The weekend sure sneaked up on me today! (I like the sound of “snuck” better than “sneaked”, but it’s not correct according to Google). Wasn’t it just Saturday, like, yesterday? OK, maybe it was a few days ago, but jeez…. So, here we go.
First I framed 8 of the wild animal squares with blue, turning them into 10” blocks. It will take 20 to make a single quilt, and I have enough of the print pieces for 2 quilts. But I’ll be using other colors, like green and yellow and maybe more red or orange to frame them as those colors are called during the year for the Rainbow Scrap Challenge.
Additionally, I sewed up some 4” crumb blocks, but I’ll show those next week when they’re sewn into the “candy” blocks.
Since I spent the better part of two days this week cutting and assembling five Zipper Quilt kits for the Salt Lake Chapter of Quilts for Kids, I have to show those as well.
As I’ve mentioned before, each of these kits uses up 3.5 yards of fabric, so these represent a stash reduction of 17.5 yards. Wahoo! Some of the backing fabric was purchased by me, but most of it this time around came from generous donors. Thank you!
And, in preparation for a mini quilting frenzy next week, I basted three quilts this week. Technically, the zipper quilt in the middle was basted before, but when my back-up machine Bob went berserk while quilting it, I had to unpick that quilting, remove the pins and start all over.
So, after my final New Owner class today, Nina (my new machine’s new name. Thanks, Astrid!) and I will begin our quilting journey together!
The following story is unrelated to quilting, so you can skip this if you want….
Last Monday we and a few of our neighbors had a nice meeting at a local Starbucks with the demolition contractor who is handling the clearing of the large site behind our street. About a month ago, as a storm front was moving in and it was rainy and very windy, some corrugated sheet metal panels came partially loose from the back wall of the furniture store they were tearing down. The panels were flapping in the wind, threatening to (1) blow into either our house and our neighbor’s house, or (2) fly into the electrical lines between our homes and the wall. The demolition crew were Johnny-on-the-spot and rushed their excavators over to hold the panels securely with the claws at the end of the long articulated arms. Four of them, lined up along the wall like metal ballerinas. But it was only a temporary fix, and they decided to knock down the wall instead.
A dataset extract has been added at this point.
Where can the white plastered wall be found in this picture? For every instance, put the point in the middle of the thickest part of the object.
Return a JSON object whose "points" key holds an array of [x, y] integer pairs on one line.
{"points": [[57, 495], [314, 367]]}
Now, there were three remaining walls that were still standing throughout this multi acre site. They were all outside walls of various buildings, and all composed of cinder blocks filled with pelleted polystyrene insulation - styrofoam bits. The plan was to knock each wall down in its entirety all at once, preventing the pellets from spreading. So, with the above metal panels threatening to take flight, they decided to knock that wall down. Well, the wall broke halfway down instead of fully collapsing. The flying metal threat was eliminated, but polystyrene pellets rained down on our houses and neighborhood thanks again to the wind. It looked like tiny hail, or cherry blossoms. Mayday! They called in the Murray City experts and the health department, who ran tests to verify that it was non-toxic. And then the clean-up began. The City brought in street sweeping vehicles and the demolition company had people shoveling areas of accumulation. It was still rainy and cold. Later that evening, a crew came around and shop-vac’ed our driveways and front walkways.
There are still lots of the pellets remaining, and the meeting I mentioned above was to let us know that as soon as weather permits, they’ve hired a landscaper to come and remove all the pellets from our yards. They’ll suck it all up with a shop vac, replace soil where necessary, and de-thatch the grass areas. It was nice to meet the demo company owners. They had gone around the neighborhood to collect our names, addresses, phone numbers and email addresses, and have kept us informed every step of the way. The meeting was primarily for everyone to meet and be reassured that they will do everything possible to “make us whole”. They seem to be a very honest, hard-working and reputable company, and we know we’re in good hands!
Oh, and in the interim, the remaining walls have come down - wow! Like an earthquake!! But that’s OK - at least there were no more styrofoam pellets!